The explosive growth of iPhones, Android-based systems, and, of course, the ubiquitous Blackberry, now means that far more users are carrying around devices capable of being used as an entry point by attackers, each of which is able to hold potentially millions of dollars worth of sensitive information. These systems represent unique challenges for security folks – they are often owned by the individual, they have considerable processing power, and they are proprietary in nature, so you can't just throw an agent on it and monitor as before.
I think what's happening to security process is the same kind of de-parameterization that happened to the network. Yes, there are general boundaries of control, but they become very fuzzy around the edges. The security organization is being asked to create and implement policies that protect information, even as that information flows onto systems over which they may have limited control.

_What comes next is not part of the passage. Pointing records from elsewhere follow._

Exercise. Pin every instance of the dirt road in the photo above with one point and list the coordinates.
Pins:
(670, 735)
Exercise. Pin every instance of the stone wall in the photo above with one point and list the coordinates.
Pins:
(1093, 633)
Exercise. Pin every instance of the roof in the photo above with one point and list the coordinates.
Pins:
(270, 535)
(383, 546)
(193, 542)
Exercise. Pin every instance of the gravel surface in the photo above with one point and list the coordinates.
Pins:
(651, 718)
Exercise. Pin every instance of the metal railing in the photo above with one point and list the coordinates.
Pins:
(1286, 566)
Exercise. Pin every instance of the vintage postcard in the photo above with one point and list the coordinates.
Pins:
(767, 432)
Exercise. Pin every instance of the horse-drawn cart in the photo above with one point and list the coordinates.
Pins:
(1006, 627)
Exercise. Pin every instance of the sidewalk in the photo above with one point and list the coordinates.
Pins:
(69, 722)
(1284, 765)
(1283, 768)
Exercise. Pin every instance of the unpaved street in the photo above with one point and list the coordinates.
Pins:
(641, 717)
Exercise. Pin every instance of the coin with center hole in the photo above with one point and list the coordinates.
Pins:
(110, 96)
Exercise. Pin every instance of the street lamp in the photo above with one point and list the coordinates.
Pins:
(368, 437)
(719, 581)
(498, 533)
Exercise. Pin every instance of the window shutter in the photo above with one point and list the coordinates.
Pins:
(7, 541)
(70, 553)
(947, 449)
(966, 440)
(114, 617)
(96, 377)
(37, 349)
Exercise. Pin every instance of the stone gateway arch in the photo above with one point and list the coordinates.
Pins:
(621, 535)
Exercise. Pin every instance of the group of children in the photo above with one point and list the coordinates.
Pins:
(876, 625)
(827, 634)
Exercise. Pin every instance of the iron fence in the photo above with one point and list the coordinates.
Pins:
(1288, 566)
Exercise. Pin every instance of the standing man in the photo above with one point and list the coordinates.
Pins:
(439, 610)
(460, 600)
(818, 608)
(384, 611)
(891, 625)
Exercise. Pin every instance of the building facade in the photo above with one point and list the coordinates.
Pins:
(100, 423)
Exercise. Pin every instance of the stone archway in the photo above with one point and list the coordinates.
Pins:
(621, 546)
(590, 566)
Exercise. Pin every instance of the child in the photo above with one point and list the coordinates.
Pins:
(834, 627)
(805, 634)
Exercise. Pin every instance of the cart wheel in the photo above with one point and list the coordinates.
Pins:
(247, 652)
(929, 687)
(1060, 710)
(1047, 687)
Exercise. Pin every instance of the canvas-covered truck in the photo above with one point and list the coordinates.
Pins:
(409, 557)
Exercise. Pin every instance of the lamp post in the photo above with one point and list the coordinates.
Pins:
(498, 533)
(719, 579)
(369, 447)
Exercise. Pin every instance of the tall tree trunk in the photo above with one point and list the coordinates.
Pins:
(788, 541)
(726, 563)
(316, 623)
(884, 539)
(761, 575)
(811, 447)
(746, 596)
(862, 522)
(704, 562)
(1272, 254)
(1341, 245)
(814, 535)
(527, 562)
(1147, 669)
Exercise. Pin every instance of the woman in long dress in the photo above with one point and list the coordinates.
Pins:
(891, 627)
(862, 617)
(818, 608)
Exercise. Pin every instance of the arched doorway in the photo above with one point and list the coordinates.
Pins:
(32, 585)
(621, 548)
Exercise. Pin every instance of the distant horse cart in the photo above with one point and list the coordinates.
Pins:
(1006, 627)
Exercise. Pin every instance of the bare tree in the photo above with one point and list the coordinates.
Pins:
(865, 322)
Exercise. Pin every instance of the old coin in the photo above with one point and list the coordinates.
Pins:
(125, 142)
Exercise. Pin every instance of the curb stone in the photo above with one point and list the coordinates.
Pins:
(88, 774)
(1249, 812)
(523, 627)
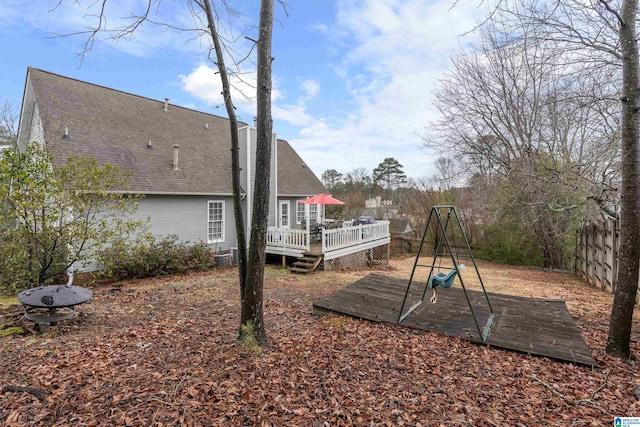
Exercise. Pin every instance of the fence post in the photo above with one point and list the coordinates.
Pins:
(614, 255)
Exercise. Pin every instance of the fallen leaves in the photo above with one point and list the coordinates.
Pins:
(164, 353)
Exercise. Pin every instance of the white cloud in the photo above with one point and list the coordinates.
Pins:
(311, 88)
(396, 51)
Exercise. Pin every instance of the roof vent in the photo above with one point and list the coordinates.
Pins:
(175, 157)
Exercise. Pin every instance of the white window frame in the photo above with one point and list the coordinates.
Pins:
(281, 223)
(299, 205)
(313, 211)
(210, 221)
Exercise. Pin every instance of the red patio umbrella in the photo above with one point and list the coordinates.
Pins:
(322, 199)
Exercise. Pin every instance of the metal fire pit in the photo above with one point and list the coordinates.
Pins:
(51, 304)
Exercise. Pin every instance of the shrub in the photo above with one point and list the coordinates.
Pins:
(147, 257)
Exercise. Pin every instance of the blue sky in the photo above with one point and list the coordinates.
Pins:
(353, 80)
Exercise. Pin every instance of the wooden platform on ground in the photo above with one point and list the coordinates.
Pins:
(527, 325)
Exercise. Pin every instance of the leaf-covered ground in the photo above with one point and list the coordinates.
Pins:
(164, 353)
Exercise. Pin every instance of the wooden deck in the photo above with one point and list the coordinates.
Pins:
(526, 325)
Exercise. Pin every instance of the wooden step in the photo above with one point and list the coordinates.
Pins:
(306, 264)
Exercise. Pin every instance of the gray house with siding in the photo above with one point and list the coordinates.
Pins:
(180, 158)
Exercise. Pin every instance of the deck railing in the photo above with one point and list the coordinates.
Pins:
(338, 238)
(287, 238)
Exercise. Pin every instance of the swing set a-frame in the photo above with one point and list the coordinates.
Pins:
(449, 234)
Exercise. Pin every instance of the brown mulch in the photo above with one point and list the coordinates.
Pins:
(163, 352)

New approaches are needed. One-size-fits-all security technology is becoming less and less of a reality as the type of device, the nature of the user, the breadth of regulatory landscape, and value of the stored information all change rapidly.
New security methodologies will have to be highly business-aligned and extraordinarily flexible to meet the demands of the equally rapidly changing workplace and business models in order to ensure productivity. There's going to be a lot of value placed on centralized management of disparate technologies, unifying compliance mandate reporting and automation of process.
Where security used to have a reputation for saying "no", it's clear that the expectation for the future will be "yeah, we have that covered".